Saldi invernali 2011 un vero flopp:-18%
A dieci giorni dalla fine dei saldi invernali, il bilancio è sconsolante: un calo delle vendite del 18% sull’anno scorso, che già aveva registrato il segno meno. Dopo qualche giorno di incremento delle vendite sono seguiti, secondo Fismo, la federazione dei Confesercenti, momenti di vera depressione: “il Paese si è proprio fermato, e non si è più battuto uno scontrino”. L’associazione Federmoda annuncia i “saldi dei saldi”, un prosieguo delle vendite a prezzi stracciati per aiutare gli esercenti. L’incasso dei saldi invernali rappresenta circa il 15% da sempre, degli introiti annuali.
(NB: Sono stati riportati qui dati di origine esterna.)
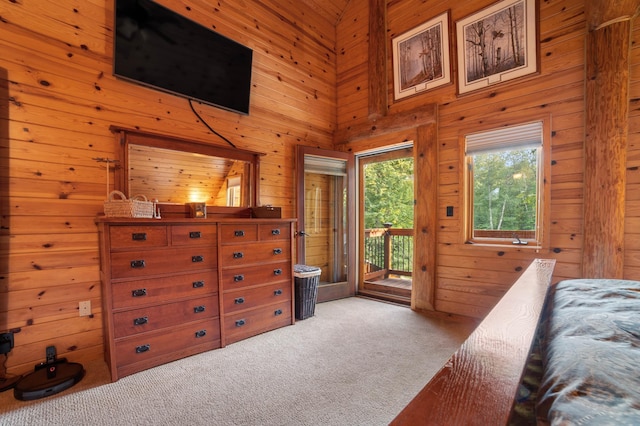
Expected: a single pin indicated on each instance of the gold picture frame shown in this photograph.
(497, 44)
(421, 58)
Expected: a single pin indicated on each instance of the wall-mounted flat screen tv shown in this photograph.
(157, 47)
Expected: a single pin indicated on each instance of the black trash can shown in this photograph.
(306, 287)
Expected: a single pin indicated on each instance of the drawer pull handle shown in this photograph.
(140, 321)
(139, 292)
(138, 264)
(143, 348)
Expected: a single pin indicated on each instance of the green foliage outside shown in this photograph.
(388, 195)
(388, 198)
(505, 190)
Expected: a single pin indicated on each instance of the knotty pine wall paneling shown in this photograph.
(471, 279)
(58, 102)
(632, 209)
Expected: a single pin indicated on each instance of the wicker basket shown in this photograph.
(137, 206)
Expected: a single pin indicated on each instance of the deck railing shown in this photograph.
(388, 251)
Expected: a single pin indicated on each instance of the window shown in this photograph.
(504, 181)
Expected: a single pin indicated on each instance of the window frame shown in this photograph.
(542, 231)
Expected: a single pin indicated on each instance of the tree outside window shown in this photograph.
(504, 173)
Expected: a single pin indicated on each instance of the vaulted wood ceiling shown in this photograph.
(332, 10)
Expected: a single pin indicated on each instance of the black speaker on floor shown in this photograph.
(49, 378)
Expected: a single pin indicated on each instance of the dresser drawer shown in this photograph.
(192, 235)
(257, 296)
(238, 233)
(254, 275)
(144, 347)
(242, 325)
(141, 320)
(137, 236)
(246, 254)
(131, 294)
(277, 231)
(156, 262)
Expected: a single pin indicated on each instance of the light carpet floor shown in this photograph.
(356, 362)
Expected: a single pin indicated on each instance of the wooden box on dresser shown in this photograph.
(174, 288)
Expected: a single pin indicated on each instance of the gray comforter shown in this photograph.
(591, 354)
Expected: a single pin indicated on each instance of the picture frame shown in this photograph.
(497, 44)
(421, 58)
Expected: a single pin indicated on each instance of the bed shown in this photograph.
(590, 352)
(547, 354)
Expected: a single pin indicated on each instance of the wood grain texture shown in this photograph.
(478, 384)
(607, 89)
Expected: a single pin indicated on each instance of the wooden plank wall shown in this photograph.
(57, 100)
(471, 279)
(632, 208)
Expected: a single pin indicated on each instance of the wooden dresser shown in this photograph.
(174, 288)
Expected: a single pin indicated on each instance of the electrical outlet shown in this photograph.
(85, 308)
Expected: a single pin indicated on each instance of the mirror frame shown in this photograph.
(124, 137)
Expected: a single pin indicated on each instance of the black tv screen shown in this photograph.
(157, 47)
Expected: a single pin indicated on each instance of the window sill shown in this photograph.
(507, 245)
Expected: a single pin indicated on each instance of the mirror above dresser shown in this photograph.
(177, 172)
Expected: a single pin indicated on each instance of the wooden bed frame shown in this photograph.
(479, 383)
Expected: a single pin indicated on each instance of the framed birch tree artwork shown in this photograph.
(497, 44)
(421, 58)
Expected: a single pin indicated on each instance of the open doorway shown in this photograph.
(386, 213)
(326, 223)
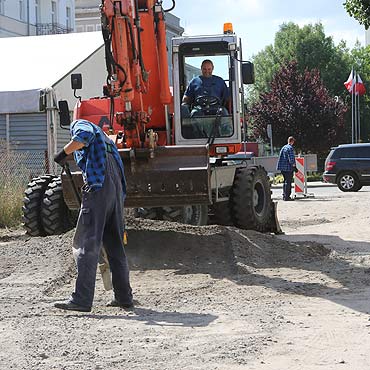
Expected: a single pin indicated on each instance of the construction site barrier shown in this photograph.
(300, 178)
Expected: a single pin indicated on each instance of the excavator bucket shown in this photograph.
(166, 176)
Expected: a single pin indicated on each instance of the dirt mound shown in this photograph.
(216, 250)
(221, 252)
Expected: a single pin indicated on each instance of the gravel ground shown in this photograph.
(205, 297)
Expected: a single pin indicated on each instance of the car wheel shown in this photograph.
(347, 181)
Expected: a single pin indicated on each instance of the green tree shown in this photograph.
(311, 49)
(360, 10)
(299, 104)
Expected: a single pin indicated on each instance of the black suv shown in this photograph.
(348, 166)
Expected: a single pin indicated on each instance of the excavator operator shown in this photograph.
(205, 94)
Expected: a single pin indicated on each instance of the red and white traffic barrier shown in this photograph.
(300, 178)
(300, 181)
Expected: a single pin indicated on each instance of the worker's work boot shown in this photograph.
(115, 303)
(70, 306)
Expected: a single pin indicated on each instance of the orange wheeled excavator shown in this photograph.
(173, 172)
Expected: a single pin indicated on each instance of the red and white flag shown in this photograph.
(359, 86)
(350, 82)
(354, 84)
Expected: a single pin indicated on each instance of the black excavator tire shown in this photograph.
(251, 203)
(55, 216)
(32, 201)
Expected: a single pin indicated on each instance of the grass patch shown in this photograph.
(14, 177)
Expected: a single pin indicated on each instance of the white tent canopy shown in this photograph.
(31, 64)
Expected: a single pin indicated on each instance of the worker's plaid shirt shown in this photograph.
(286, 160)
(92, 157)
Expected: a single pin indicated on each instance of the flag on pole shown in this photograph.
(350, 82)
(360, 87)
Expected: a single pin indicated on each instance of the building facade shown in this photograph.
(36, 17)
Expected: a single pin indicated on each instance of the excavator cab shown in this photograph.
(210, 119)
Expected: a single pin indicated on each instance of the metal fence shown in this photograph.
(18, 168)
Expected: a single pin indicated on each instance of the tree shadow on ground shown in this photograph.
(156, 318)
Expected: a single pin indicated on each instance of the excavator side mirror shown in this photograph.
(248, 73)
(76, 81)
(64, 117)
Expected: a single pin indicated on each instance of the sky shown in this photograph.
(257, 21)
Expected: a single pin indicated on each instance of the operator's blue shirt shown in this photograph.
(286, 160)
(210, 86)
(92, 157)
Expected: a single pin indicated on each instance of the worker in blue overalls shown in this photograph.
(100, 220)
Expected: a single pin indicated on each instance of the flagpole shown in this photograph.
(355, 106)
(359, 119)
(353, 132)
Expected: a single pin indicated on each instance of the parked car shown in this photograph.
(348, 166)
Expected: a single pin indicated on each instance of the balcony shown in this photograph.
(51, 29)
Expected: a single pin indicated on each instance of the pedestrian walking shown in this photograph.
(286, 165)
(100, 221)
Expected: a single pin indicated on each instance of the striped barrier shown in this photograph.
(300, 178)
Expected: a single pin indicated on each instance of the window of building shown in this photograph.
(37, 11)
(54, 15)
(68, 17)
(21, 10)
Perché questa involuzione degli acquisti lungo la stagione degli sconti che di solito è propizia alle famiglie italiane?
La ragione va ricercata nel minor potere di acquisto limitato a gennaio di quest’anno anche dalla situazione del caro petrolio, del rialzo del pedaggio autostradale, secondo le stime di Federconsum, che porta complessivamente a una contrazione della domanda di mercato. Non solo; questo si riverbera anche a livello strutturale su occupazione e produzione, producendo a catena una conseguente contrazione dell’offerta. Il comunicato segnala pure la pessima legge del federalismo municipale che aumentando le addizionali territoriali, graverà ulteriormente sul bilancio degli italiani.